A processing system comprising: A memory having executable instructions stored thereon; and One or more processors configured to execute the executable instructions so that the processing system: Train a neural network to map a multidimensional point cloud into a feature map; Generate a score for each individual point in the multidimensional point cloud; Rank the points in the multidimensional point cloud based on the scores generated for each individual point in the multidimensional point cloud; Generate a plurality of optimal point sets based on the ranked points in the multidimensional point cloud; and Retrain the neural network based on noise contrast estimation losses calculated based on the plurality of optimal point sets.

A processing system as claimed in claim 26, wherein in order to generate the plurality of optimal point sets based on the ranked points in the multidimensional point cloud, the one or more processors are configured so that the processing system generates the plurality of optimal point sets with an increasing cardinality based on a baseline size of a first optimal point set among the plurality of optimal point sets.

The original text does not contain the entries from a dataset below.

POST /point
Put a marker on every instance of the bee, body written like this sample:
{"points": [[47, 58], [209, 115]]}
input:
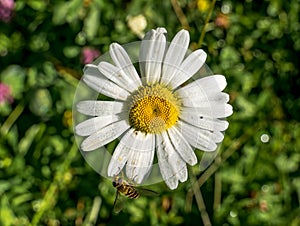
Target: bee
{"points": [[129, 190]]}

A processing system as claimed in claim 27, wherein the incremented base is based on an exponential increase of the base size.

A processing system as claimed in claim 27, wherein the kth point set from the plurality of optimal point sets includes a subset of the k +1th point set from the plurality of optimal point sets.

A processing system as in claim 26, wherein in order to retrain the neural network, the one or more processors are configured to cause the processing system to calculate noise contrast estimation losses between the plurality of optimal point sets and a plurality of point sets from one or more other multidimensional point clouds.